3. Het bestreden besluit
Bij het bestreden besluit heeft verweerder - samengevat - het volgende overwogen.
Vaststaat dat er geen rechtspersoon Y Deelnemingen BV bestaat. Omdat een niet bestaande rechtspersoon per definitie geen belang kan hebben bij een besluit, moet het bezwaarschrift, voorzover het is ingediend door Y Deelnemingen BV niet-ontvankelijk worden verklaard. De stelling van appellanten dat de met de hand geschreven toevoeging in de overgelegde versie van het besluit tot OTP van de hand zou zijn van degene zijn die dit besluit heeft uitgereikt of administratief heeft verwerkt - hetgeen verweerder overigens uitgesloten acht - brengt hierin geen verandering.
Verweerder ziet overigens niet in hoe er verwarring heeft kunnen ontstaan over degene tot wie het primaire besluit is gericht, nu deze met bijbehorend UBN-nummer in de OTP is vermeld.
Y, appellant sub 5 en appellant sub 6 hebben hun bezwaarschriften niet tijdig ingediend, terwijl niet kan worden geoordeeld dat zij niet in verzuim zijn geweest. De indiening van het bezwaar door Y deelnemingen BV is anders dan appellant sub 1 meent, niet te beschouwen als een te repareren verzuim als bedoeld in artikel 6:6 Awb dat hersteld is door de indiening van het aanvullend bezwaarschrift van 10 september 2002. Y in privé kan geen "gebruik maken" van de tijdige indiening van het bezwaarschrift door de niet bestaande BV. Dat Y pas van het primaire besluit kennis zou hebben genomen toen hij op 2 augustus 2002 varkens aan het PVV aanbood, is overigens, gezien de akte van uitreiking van 4 juli 2002, feitelijk onjuist. Voor appellant sub 5 en appellante sub 6, die eveneens stellen pas op 2 augustus 2002 kennis te hebben genomen van het primaire besluit geldt - evenals voor Y - dat zij redelijkerwijs binnen de daarvoor in artikel 6:7 Awb gestelde termijn een pro-forma bezwaarschrift hadden kunnen indienen; op 2 augustus 2002 was de in artikel 6:7 Awb gestelde 6-weken termijn nog niet verstreken. Aan het door de andere bezwaarmakers op 9 augustus 2002 ingediende pro-forma bezwaarschrift hadden slechts hun drie namen moeten worden toegevoegd.
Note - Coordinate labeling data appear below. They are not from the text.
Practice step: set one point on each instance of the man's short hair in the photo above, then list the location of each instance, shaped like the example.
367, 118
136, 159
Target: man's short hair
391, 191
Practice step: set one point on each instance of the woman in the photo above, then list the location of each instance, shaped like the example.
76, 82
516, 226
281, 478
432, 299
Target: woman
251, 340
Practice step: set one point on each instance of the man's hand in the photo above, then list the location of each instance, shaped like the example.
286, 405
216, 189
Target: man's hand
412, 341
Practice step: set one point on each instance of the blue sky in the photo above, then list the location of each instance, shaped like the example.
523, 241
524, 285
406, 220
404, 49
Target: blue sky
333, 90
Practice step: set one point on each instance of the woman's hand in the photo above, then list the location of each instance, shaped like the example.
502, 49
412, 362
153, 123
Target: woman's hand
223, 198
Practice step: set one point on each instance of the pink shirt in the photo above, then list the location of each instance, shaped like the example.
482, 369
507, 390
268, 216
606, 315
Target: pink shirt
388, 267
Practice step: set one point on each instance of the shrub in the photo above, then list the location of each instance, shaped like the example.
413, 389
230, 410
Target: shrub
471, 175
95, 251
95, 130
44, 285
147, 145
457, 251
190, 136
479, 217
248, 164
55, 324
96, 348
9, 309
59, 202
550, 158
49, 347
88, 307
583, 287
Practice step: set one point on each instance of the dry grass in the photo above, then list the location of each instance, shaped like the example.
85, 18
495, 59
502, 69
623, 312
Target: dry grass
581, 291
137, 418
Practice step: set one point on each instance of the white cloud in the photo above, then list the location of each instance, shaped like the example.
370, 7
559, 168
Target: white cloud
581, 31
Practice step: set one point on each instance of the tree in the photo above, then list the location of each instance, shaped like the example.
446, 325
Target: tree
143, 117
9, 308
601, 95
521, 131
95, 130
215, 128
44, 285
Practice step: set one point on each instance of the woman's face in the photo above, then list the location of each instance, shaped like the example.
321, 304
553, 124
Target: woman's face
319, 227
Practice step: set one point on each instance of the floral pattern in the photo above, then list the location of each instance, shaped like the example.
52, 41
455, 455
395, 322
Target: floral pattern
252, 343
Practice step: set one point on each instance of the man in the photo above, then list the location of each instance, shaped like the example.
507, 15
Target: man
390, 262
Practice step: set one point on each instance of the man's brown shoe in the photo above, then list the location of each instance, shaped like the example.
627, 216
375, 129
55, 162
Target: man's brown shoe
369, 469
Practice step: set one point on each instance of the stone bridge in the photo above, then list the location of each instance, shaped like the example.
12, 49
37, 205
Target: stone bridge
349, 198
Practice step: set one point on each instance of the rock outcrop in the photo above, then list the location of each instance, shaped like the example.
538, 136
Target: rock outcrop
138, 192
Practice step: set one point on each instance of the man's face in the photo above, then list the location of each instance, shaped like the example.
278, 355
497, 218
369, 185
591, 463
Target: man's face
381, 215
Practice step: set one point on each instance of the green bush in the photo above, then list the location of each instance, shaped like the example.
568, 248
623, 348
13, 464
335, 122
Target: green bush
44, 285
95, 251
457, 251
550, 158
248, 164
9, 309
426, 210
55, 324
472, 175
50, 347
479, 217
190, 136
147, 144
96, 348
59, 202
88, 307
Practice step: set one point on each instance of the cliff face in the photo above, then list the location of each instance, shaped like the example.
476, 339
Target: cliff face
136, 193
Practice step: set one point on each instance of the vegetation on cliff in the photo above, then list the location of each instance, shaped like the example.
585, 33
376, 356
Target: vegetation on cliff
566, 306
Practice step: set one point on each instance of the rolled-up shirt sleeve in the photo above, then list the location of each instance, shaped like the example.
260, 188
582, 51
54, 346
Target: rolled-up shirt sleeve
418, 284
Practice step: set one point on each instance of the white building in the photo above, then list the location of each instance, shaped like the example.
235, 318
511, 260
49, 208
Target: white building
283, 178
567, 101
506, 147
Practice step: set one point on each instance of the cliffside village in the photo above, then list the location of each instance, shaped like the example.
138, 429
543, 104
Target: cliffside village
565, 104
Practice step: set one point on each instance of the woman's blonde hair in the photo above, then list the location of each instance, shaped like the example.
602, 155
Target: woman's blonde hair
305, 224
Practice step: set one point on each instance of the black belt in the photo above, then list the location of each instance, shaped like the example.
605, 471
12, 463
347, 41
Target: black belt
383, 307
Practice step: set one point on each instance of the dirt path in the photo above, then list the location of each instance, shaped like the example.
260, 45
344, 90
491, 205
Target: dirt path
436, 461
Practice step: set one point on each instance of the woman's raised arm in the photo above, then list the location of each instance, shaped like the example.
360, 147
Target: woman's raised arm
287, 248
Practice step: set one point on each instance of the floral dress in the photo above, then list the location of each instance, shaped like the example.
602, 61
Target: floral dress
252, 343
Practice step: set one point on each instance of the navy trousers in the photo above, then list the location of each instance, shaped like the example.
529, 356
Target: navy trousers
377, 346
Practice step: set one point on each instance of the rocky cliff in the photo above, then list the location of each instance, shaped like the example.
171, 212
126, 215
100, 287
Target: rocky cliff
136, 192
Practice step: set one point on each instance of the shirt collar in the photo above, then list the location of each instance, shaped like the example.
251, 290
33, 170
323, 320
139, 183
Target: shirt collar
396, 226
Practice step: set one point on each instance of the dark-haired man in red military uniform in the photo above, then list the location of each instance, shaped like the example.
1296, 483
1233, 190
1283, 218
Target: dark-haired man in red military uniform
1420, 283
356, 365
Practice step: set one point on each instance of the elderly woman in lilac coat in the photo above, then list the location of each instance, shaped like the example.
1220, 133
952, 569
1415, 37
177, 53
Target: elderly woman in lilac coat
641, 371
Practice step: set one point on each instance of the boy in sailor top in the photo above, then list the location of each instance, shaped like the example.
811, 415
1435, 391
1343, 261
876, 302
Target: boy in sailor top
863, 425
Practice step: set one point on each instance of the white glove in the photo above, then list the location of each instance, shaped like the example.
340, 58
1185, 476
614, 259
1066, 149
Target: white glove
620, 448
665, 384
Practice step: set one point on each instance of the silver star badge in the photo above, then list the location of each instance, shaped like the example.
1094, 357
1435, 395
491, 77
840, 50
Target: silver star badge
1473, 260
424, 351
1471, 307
Overigens is afgezien van Y geen van de bezwaarmakers belanghebbende bij het besluit tot OTP. Dat zij, zoals zij hebben aangevoerd, varkens kopen van Y en deze na het afmesten wederom aan hem terugverkopen, betekent niet dat zij het bedrijf met UBN * (mede-) exploiteren.
Het vorenstaande leidt tot niet-ontvankelijkverklaring van de bezwaren van appellant sub 1, appellant sub 5 en appellante sub 6 wegens termijnoverschrijding. Voorts tot niet ontvankelijkverklaring van de bezwaren van de overige appellanten wegens het ontbreken van de belanghebbende-status, hetgeen overigens ook geldt voor de appellanten sub 5 en 6, aldus verweerder.